Thursday, September 24, 2009

Five Cocktails Nobody Drinks Anymore

I had decided on the topic of today's post before Laura Benedict told me it was National Punctuation Day, and now I'm sorry I don't have anything to mark the occasion. Later today I'll resume copy edits on an engineering textbook, so I'll be celebrating in my own way . . . but without you guys, sorry.

Anyway, last night before and after "Glee," the best new show on television, I watched a broadcast of New York, New York, a dark, strange musical directed by Martin Scorsese and starring Robert De Niro and Liza Minnelli. The movie is full of Scorsese's trademark attention to detail, from the costumes to the automobiles to the things the characters eat and drink. One of the cocktails a character ordered in a nightclub inspired today's post.

Fashions in alcohol come and go, just as in anything else. I left Washington at the height of the martini revival, and learned to drink mojitos in Los Angeles. Here in Maine the unofficial state cocktail is the mudslide -- in the bartender's manual, a combination of vodka, coffee liqueur and Bailey's Irish Cream, but here more frequently just a mix of milk and Allen's Coffee Brandy.

Anyway, here are five cocktails you never hear anyone order anymore, except on "Mad Men."

1. Brandy Alexander. One and a half parts brandy, one part crème de cacao, one part cream, shaken with ice and strained into a glass. If you want a milkshake, just order one . . . originally made with gin, called simply an Alexander. The idea of mixing gin and cream makes me feel a little queasy, but I'm allergic to gin anyway.

2. Grasshopper. A Thin Mint in a glass: one part green crème de menthe, one part light cream, one part white crème de cacao. I've seen these served as shooters, which says a lot about the way our culture has changed over the last fifty years.

3. Harvey Wallbanger. One part vodka, half a part Galliano (a liqueur flavored with licorice and vanilla), and four parts orange juice. I've never tried one; the combination of licorice and orange doesn't appeal.

4. Pink Squirrel. Ordered by a character in New York, New York; I had to look this up. One part cream, one part white crème de cacao, and one part crème de noyaux, an opaque liqueur flavored with apricot kernels that happens to be pink. I could swear they told us in Girl Scouts that apricot kernels (and peach kernels) were poison. Cyanide, aren't they? Didn't somebody's cousin's neighbor die from eating them? Sheesh, no wonder no one drinks these anymore.

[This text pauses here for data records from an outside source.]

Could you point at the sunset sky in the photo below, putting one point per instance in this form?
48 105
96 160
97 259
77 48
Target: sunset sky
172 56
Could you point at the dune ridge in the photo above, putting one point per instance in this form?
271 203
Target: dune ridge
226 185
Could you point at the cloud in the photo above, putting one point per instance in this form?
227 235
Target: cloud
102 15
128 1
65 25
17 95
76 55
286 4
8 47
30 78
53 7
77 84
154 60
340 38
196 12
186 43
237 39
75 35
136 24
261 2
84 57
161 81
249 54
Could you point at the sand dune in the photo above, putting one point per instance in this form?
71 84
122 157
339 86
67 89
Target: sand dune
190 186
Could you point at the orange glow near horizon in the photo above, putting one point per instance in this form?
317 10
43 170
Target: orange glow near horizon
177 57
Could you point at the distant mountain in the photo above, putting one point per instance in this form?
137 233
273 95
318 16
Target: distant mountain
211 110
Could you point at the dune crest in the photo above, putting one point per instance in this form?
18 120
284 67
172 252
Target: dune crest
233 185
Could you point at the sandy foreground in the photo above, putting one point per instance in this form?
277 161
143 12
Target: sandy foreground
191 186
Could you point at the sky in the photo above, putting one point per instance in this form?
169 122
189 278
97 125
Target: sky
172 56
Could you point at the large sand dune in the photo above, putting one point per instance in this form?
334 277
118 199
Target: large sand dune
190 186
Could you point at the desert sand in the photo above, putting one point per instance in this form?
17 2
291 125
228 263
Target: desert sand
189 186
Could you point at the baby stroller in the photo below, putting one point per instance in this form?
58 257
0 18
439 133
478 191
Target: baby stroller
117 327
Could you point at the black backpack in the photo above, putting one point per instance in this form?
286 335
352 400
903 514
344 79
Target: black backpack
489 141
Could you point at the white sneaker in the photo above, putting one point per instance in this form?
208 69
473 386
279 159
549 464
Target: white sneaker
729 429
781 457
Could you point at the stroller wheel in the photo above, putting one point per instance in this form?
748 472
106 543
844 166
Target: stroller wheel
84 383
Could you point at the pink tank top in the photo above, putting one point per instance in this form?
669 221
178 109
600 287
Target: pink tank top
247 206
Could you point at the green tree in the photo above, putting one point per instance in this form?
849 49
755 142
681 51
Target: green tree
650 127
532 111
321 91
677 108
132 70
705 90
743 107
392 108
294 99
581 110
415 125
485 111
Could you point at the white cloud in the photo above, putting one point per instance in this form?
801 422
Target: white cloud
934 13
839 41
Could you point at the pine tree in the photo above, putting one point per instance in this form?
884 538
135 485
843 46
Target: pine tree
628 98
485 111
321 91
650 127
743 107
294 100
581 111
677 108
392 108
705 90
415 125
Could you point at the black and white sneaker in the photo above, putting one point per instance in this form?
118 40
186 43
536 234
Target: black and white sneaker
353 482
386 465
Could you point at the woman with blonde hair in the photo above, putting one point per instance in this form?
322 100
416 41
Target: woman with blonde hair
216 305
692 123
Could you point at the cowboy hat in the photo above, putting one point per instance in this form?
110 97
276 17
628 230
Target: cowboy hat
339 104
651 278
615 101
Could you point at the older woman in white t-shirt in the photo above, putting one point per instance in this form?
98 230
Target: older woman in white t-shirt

5. Vodka Stinger. Immortalized in the song "Ladies Who Lunch" from the musical Company, this is a cocktail that doesn't mess around: one and a half parts vodka, one part white crème de menthe, shaken with ice and strained into a glass. Or you could just drink Scope.

6 comments:

Judy Bobalik said...

I believe I saw most of these drinks on the menu at the Campbell Apartment in Grand Central in NYC. But then they are a bar serving drinks from another time.

Ellen Clair Lamb said...

I would love to hang out in a bar that serves vintage cocktails, although I probably wouldn't order any of the ones on this list.

JIM LAMB said...

Manhatten anyone?

Karen Olson said...

My mother in law still drinks Manhattans.

I personally enjoy a Sidecar.

Ellen Clair Lamb said...

I have friends who still drink Manhattans, and I think I've been with you when you ordered a sidecar, Karen. I like an Old Fashioned every now and then, myself.

Claire said...

There's an old-fashioned martini and cigar bar down the street from us, called Aroma. They don't have a cocktail list but apparently they'll make you any weird old-fashioned thing you can think of.